Вот так мы и трепались промеж себя, ненароком выбалтывая всякие секреты.
– Только бы никто не узнал, что грабеж на складе тоже дело рук нашего Потрэна, – сказал Альфонс Ничейный. – Смотрите, ребята, об этом ни гу-гу!
…Из трубы донесся протяжный хриплый рев, словно и впрямь включили вентилятор.
– Неправда! – вскричал Чурбан Хопкинс. – Если человек чокнутый, то вовсе не обязательно грабитель.

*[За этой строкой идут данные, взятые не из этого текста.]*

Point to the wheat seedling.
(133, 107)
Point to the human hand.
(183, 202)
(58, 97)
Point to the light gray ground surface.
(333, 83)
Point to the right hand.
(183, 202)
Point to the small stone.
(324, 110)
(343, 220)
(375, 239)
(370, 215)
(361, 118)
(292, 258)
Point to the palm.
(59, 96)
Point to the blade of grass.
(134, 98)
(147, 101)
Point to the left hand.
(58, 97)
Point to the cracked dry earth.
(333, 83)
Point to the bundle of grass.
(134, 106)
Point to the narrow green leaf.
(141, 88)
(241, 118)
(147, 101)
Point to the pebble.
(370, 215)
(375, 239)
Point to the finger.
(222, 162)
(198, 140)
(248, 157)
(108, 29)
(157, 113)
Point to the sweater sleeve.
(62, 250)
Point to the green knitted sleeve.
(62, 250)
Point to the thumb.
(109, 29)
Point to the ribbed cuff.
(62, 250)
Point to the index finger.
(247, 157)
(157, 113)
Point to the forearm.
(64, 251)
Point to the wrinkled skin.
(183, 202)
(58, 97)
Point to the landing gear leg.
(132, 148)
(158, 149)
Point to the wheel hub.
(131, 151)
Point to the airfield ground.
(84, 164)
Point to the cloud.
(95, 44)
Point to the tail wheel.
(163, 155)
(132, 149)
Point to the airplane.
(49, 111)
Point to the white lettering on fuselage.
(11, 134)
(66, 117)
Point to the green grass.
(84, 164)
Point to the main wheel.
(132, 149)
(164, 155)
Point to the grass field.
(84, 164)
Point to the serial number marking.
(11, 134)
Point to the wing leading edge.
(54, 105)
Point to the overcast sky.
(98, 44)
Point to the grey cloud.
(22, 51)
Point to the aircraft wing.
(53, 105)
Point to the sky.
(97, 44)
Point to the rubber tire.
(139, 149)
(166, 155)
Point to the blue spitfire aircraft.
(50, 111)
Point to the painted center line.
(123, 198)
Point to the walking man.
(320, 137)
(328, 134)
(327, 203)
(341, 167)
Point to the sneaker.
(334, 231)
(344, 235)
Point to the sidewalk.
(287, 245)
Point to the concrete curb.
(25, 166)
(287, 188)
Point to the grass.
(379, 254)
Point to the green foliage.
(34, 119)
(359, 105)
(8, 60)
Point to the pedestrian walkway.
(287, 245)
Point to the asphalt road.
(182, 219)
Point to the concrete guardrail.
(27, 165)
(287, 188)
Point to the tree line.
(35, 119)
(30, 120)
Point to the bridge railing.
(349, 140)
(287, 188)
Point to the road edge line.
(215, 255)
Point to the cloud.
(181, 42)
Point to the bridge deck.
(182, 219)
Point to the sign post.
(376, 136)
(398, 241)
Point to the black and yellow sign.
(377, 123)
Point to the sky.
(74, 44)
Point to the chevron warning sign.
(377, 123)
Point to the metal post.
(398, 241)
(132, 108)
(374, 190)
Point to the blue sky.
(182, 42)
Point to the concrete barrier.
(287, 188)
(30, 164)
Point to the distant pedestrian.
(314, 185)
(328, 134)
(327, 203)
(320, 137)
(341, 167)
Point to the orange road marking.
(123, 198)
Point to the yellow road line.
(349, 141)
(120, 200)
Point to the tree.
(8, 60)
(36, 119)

– Да ведь он и сам об этом не подозревает. Мне доводилось наблюдать лунатиков: они, когда не в себе, запросто могут проникнуть куда угодно. Вот и Потрэн наш, бедняга, тоже лунатик.
– Что ты говоришь!..
– То и говорю, что своими глазами видел. Позавчера ночью… только никому не рассказывайте. Волосы дыбом, босой, в простыню замотанный, выходит из-за столовки и крадется вдоль крепостной стены в потемках. Чувствует что больной, что старость подступает, вот и чудится ему, будто бы все против него. Потому и на капитана ополчился.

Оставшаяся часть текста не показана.